Project Estimation & Time Management
- Ability to assess a defined scope of work and offer a reasonable hour estimate before beginning.
- Comfort surfacing scope questions and clarifying tasks early.
- Experience tracking and reporting hours on consulting or contract work.
Client Interface & Communication
- This role reports directly to the Principal. Technical collaboration with data scientists is expected; however, tasking, deadlines, and client engagement will be directed by the Principal.
- Client interaction may be requested by the Principal, including deliverable walkthroughs and discussions related to the model framework, model inputs, model outputs, etc. The successful candidate will be expected to represent ISF with professionalism, positivity, and poise while describing technical concepts with simplicity and accuracy; the ability to communicate technical findings clearly to non-specialist audiences is vital to this role.
- The successful candidate will be expected to be responsive, providing timely replies, proactively communicating blockers or schedule constraints, and comfort working within a government-contracted environment where deliverables carry external deadlines.
Engagement Logistics
IRB Compliance & CITI Training
Access to project data requires current CITI Program certification in Human Subjects Research. Candidates without current certification must complete CITI training (self-paced, available at citiprogram.org) before data access is granted. Additional data use agreement or IRB protocol requirements will be communicated at onboarding.
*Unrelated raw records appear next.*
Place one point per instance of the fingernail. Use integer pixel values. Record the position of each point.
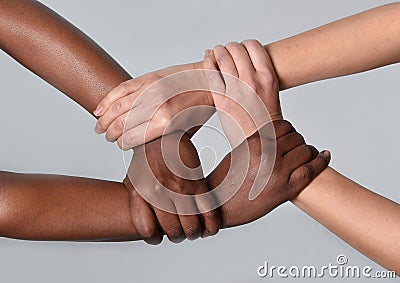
(98, 129)
(327, 153)
(98, 110)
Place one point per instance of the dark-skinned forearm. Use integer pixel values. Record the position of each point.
(58, 52)
(49, 207)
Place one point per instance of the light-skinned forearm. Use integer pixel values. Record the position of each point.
(358, 43)
(365, 220)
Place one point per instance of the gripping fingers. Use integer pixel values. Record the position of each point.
(143, 219)
(288, 142)
(190, 223)
(299, 156)
(171, 225)
(303, 175)
(114, 113)
(241, 60)
(258, 55)
(211, 218)
(225, 61)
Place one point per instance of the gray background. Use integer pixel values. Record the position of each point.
(42, 131)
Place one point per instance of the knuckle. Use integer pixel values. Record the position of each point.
(268, 81)
(252, 83)
(128, 141)
(233, 45)
(119, 124)
(124, 87)
(148, 231)
(120, 143)
(117, 106)
(251, 43)
(175, 233)
(299, 138)
(309, 172)
(193, 231)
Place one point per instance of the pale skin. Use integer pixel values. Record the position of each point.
(289, 75)
(358, 43)
(47, 207)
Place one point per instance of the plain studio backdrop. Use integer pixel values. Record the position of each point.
(43, 131)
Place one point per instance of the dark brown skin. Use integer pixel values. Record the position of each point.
(45, 207)
(61, 54)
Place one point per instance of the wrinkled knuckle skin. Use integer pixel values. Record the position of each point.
(251, 42)
(148, 232)
(233, 45)
(119, 124)
(124, 87)
(253, 85)
(128, 141)
(309, 172)
(283, 126)
(117, 107)
(193, 232)
(175, 234)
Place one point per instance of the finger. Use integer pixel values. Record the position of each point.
(282, 127)
(143, 219)
(171, 225)
(303, 175)
(288, 142)
(117, 127)
(144, 133)
(117, 109)
(121, 90)
(225, 61)
(208, 207)
(258, 55)
(190, 223)
(214, 78)
(241, 60)
(299, 156)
Independent Contractor Status
This is a 1099 independent contractor engagement. The contractor is responsible for their own taxes and benefits. No employment relationship is created or implied.
Confidentiality & Data Use
The contractor will have access to sensitive public health surveillance data governed by applicable data use agreements and confidentiality obligations
How to Apply
Please submit:
- Current CV or resume highlighting consulting and advisory experience alongside your quantitative training.
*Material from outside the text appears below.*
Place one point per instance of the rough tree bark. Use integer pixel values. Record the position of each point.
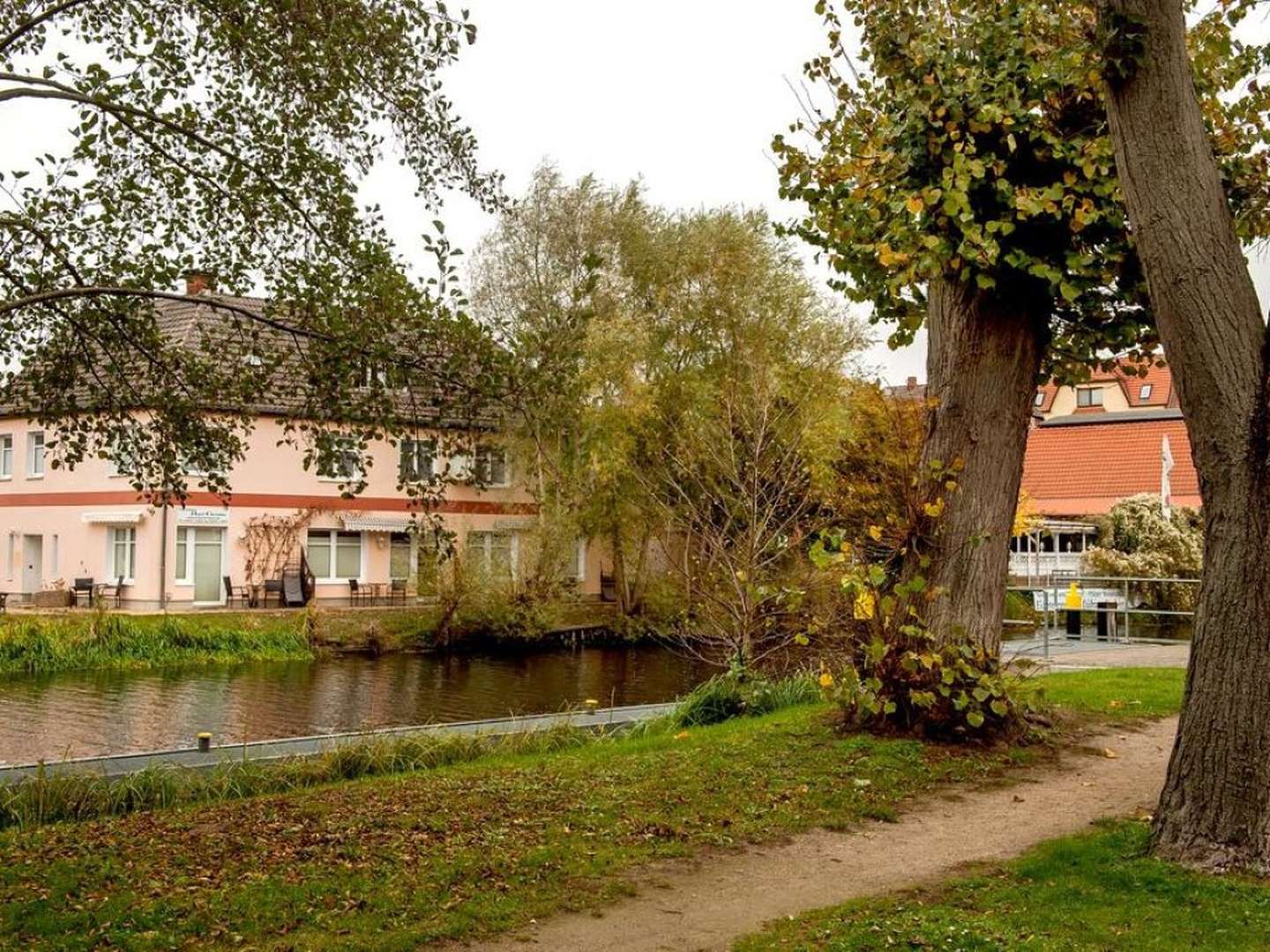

- A brief note (half page or less) describing your experience advising public sector or academic clients on quantitative work.
Applications reviewed on a rolling basis.
This independent contractor role as a Quantitative Reviewer focuses on providing crucial quality assurance and advisory support for an applied public health research project. You will be responsible for independently reviewing predictive model specifications, statistical outputs, intermediate calculations, and documented results to ensure accuracy, internal consistency, and appropriate representation of a state-level decision-support system for a government agency. Key responsibilities include verifying analytical outputs, checking technical documentation, supporting dashboard validation, and serving as primary backup for the lead data scientist within a complex predictive modeling pipeline that utilizes Bayesian hierarchical and gradient-boosted machine learning.
The ideal candidate will possess a Doctorate (Ph.D.) in biostatistics, statistics, health data science, epidemiology, or a closely related quantitative field, coupled with experience translating complex technical concepts for non-specialist audiences and advising public sector or academic clients. Essential technical skills include proficiency in R, Azure, Azure Databricks, and Claude Code, alongside a strong working knowledge of Bayesian and spatial statistics, quantitative methods, and public health data. This 1099 independent contractor position offers approximately 10-20 hours per month at $80-$160/hour, requires current CITI certification for data access, and demands excellent time management, proactive communication, and the ability to operate autonomously within a structured engagement.